Les derniers évènements dramatiques qui se sont déroulés à Paris, doivent ouvrir de nouvelles perspectives pour les hommes et les femmes de bonne volonté qui pressentent la fin d’un monde et la naissance d’une nouvelle civilisation basée sur la coopération, le respect de la nature et l’éthique.
Enfin pour terminer, je dirais que la situation actuelle, aussi sombre qu’elle apparaisse pour certains, nous offre de merveilleuses opportunités qu’il nous convient de saisir. Il est clair que le moment est venu pour nous de choisir notre camp : continuer à se plaindre de la situation présente en recherchant la cause de nos souffrances chez les autres, en accusant la société et nos dirigeants, ou retrousser les manches pour participer, chacun selon ses moyens, à l’édification d’un nouveau monde où « le partage du monde sera remplacé par un monde de partage ».
Bien à vous.
Ah,ah,ah !!
C'est à se rouler par terre de rire !
Il y a 20 ans, il y avait les centres de prévention contre les dérives sectaires des sectes, pas des religions (institutionnalisées), celles-ci étaient irréprochables.

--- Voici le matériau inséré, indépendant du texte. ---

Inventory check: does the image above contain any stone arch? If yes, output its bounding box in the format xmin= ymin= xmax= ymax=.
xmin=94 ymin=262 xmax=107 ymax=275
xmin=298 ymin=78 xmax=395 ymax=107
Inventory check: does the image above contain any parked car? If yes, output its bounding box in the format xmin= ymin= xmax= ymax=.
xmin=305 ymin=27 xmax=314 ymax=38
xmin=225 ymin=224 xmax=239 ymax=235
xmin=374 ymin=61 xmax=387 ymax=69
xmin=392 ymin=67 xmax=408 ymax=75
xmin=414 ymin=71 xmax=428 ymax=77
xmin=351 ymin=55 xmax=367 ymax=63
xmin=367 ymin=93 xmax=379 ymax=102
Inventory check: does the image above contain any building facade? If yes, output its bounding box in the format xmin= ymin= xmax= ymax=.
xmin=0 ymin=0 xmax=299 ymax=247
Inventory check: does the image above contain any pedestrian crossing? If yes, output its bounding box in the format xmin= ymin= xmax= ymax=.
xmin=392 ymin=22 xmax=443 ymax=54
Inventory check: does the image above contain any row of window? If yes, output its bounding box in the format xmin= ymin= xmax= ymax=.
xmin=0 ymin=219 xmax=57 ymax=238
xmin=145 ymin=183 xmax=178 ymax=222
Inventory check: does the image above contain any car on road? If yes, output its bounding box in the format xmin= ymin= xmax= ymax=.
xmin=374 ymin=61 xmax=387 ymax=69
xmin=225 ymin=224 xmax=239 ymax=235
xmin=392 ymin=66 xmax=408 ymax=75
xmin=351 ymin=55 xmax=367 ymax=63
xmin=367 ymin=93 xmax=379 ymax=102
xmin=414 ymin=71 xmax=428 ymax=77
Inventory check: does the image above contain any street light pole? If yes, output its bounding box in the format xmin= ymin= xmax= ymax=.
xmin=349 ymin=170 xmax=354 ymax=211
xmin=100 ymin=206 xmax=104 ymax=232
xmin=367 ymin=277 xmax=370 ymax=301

Maintenant nous avons le Centre de Prévention contre les dérives sectaires liées à l'islam .
Très drôle !!!
Bientôt nous auront le centre de prévention contre les dérives de l'intelligence (je pense, déjà, que cette dérive sera encore beaucoup plus dangereuse .. que les sectes et les (nouvelles) religions sectaires.. je soupçonne que je viens de faire un pléonasme !!!
De tous temps, dans le pays, il y a toujours eu des dangers venant de tels ou tels groupes, et du "terrorisme" !
Ne pas oublier que historiquement de terrorisme (intérieur), il n'y a que le terrorisme d'Etat.